抄録
The load-velocity relations were determined at various contractile forces in the small bundle dissected from frog semitendinosus muscle.
1) The tension-extension curve of the bundle was nearly the same as that of single fibers.
2) The load-velocity curves of shortening muscle obtained at the standard length L0 fit HILL'S hyperbolic equation at any contractile force in the partially activated muscle, and the dynamic constants were a/P0=0.25 and b/L0=0.9/sec at 10°C. The viscous-like force Fv at a given velocity increased linearly with increasing contractile force F. These results were valid in the length region between 0.8 and 1.2 L0.
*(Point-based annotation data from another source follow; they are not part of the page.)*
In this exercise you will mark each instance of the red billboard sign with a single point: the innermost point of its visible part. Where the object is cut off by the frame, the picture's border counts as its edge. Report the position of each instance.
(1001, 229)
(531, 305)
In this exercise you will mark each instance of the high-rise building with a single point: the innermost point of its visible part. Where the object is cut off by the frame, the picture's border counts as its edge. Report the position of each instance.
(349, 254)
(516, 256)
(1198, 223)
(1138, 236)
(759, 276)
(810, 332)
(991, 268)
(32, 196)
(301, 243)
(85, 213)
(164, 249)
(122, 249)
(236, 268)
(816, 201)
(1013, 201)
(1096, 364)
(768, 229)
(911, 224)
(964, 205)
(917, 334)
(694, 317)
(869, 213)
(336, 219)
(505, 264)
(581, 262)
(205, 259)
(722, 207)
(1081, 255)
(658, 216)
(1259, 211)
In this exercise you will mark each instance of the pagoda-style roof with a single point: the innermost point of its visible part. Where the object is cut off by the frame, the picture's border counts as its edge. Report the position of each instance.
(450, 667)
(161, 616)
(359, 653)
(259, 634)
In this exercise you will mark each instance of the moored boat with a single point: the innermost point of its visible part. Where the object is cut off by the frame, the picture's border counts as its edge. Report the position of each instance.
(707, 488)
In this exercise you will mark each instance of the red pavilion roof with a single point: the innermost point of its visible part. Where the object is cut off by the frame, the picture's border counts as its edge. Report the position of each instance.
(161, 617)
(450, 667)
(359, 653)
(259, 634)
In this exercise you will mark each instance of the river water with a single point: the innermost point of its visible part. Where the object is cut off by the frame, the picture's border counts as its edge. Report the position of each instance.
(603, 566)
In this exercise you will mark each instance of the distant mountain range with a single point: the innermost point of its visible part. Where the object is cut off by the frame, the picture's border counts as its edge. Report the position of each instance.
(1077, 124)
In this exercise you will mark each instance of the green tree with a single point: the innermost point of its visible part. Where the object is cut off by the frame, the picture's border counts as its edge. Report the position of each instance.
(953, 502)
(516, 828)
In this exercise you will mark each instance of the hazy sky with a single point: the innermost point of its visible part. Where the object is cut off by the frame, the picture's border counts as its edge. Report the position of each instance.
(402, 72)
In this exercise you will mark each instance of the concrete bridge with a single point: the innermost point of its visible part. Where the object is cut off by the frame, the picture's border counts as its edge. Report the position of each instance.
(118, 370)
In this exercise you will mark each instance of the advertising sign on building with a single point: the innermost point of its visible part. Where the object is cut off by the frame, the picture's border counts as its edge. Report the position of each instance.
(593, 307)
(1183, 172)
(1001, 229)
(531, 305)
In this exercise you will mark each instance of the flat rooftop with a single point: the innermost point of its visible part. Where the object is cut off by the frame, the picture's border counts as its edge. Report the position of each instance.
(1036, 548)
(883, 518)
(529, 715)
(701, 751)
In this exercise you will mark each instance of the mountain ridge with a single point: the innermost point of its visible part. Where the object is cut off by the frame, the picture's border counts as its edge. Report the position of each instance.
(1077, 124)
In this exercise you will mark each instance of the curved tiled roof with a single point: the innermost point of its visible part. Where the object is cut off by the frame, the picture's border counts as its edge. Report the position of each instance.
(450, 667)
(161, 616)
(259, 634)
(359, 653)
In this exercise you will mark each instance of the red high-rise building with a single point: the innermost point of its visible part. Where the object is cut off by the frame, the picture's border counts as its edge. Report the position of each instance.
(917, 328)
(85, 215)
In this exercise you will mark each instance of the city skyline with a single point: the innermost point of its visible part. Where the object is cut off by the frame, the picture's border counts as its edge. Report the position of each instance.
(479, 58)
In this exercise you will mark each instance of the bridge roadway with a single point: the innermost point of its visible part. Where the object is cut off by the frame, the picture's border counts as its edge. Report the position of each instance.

3) The load-velocity curves of lengthening muscle were also hyperbolic at any contractile force and Fv was also proportional to F, unless the velocity exceeded 1.0 L0/sec. The dynamic constants were a'/P0=0.4 and b'/L0=0.85 /sec, i. e., a'/P0 was 1.6 times larger than a/P0.
4) HILL's force-velocity equation was generalized to the force (F)-load (P)-velocity (v) equation (P+A)(v+b)=b (F+A), A=aF/P0; or the force-Fv-velocity equation Fv=(F/P0)(P0+a) v/(v+b).
5) The value of Fv on lengthening was 1.4 times larger than that on shortening under the same contractile force and velocity.
6) These force-load-velocity equations were valid not only during steady contractile force but also for any instance during the change in contractile force.
7) The significance of Fv, or force-dependent viscosity, is discussed with respect to the sliding filament theory.